As anybody who has ever driven into Atlanta knows, traffic is bad. Really bad. According to the TomTom traffic index, there are only 11 cities in the nation that have traffic congestion worse than Atlanta. This may not sound particularly damning until one considers the fact that Atlanta is the 38th most populous city in the nation. All indicators point to this problem becoming worse. Since 2010 the population of Atlanta has increased by over half a million, and this trend will only continue in the future. Most projections have Atlanta’s population increasing to almost 9 million by the 2040s, an increase of approximately 4 million people.
There are a number of reasons for the traffic congestion in Atlanta. The root cause of most of these is urban sprawl. For decades Atlanta has been expanding through a seemingly endless amount of suburbs. The problem is that most of the people residing in this suburbs work in the metropolitan area itself. Twice a day there is a huge movement of people in and out of the city. The rates of congestion are highest during the morning and evening rush hours when these people are going in to or getting off of work.
This wouldn’t be an issue if Atlanta had a sophisticated public transportation system that could accommodate this daily movement of people. However, MARTA is severely underdeveloped, paling in comparison to the transportation infrastructure boasted by other major cities. Plans to expand MARTA are in the works but any major structural improvement would likely take a decade or more to complete.
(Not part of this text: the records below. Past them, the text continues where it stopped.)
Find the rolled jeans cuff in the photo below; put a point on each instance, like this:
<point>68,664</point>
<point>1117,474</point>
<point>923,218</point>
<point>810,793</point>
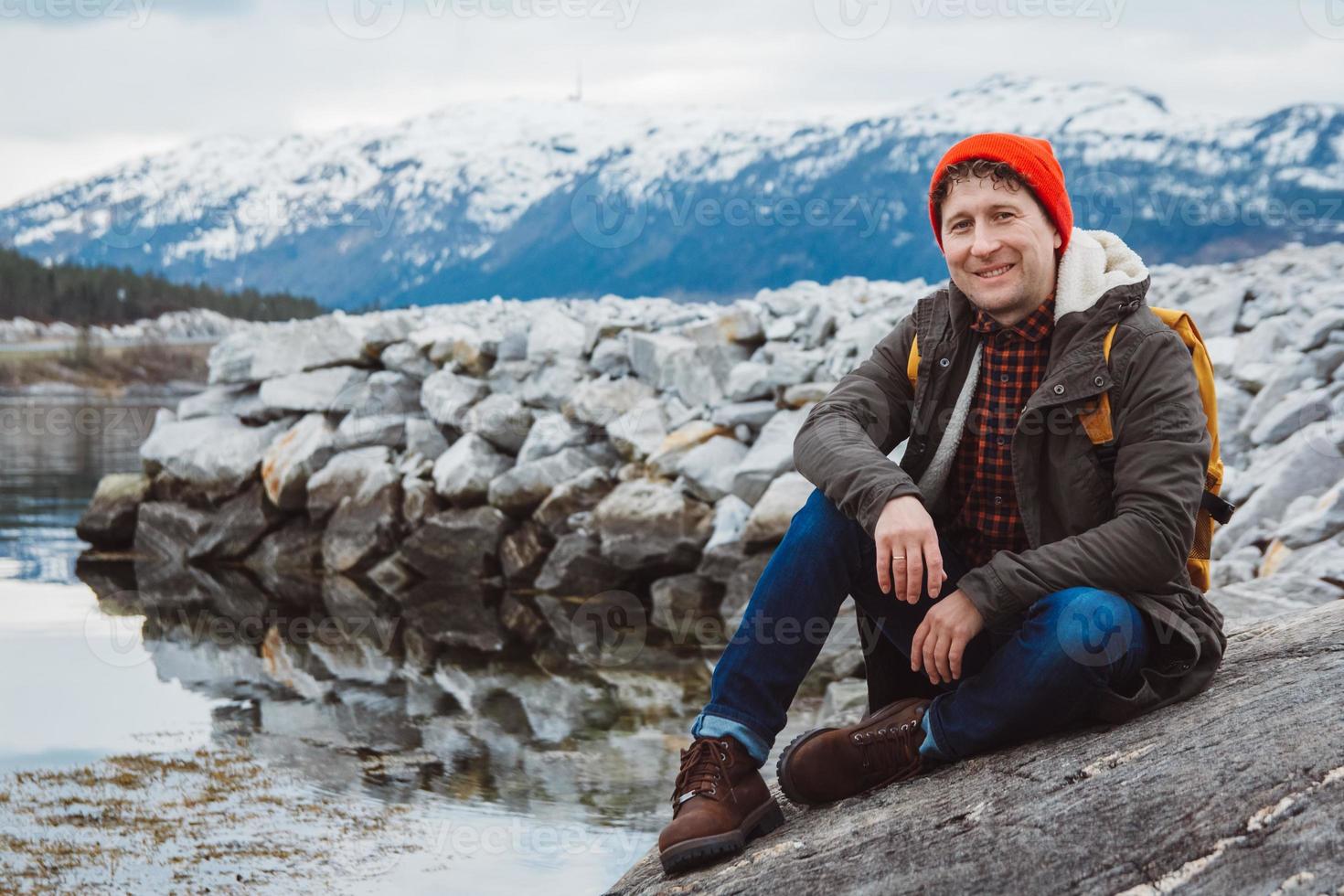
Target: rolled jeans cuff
<point>929,749</point>
<point>709,726</point>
In the foreseeable future people will continue to be forced to use cars for their commutes due to a lack of legitimate alternatives.
A third reason for the congestion has to do with the Atlanta Downtown Connector. The connector is one of the primary ways to enter Atlanta and is one of the most congested areas in the city. The connector was initially constructed almost half a century ago. At the time the connector was designed to accommodate thru traffic into the city. This would accommodate the commuter traffic we see today, but an issue has arisen. The connector is now being used predominantly by local traffic for intercity travel. This causes serious congestion and unsafe driving environments where cars get on the connector, only to cut across multiple lanes to make a quickly upcoming exit.
There are a number of ways that the city is looking to solve the congestion problems. Some alternatives include building transportation infrastructure specifically for intercity travel. These ideas range from building additional bridges or tunnels to investing heavily in public transportation infrastructure. There are also other options that could solve the problem in a more roundabout way. These options include simply closing down ramps onto the connector, charging a toll on the connector, limiting parking in the city, and attempting to reduce urban sprawl through incentivizing living in the city. It’s not clear what the best option is, but it is clear that something needs to be done soon.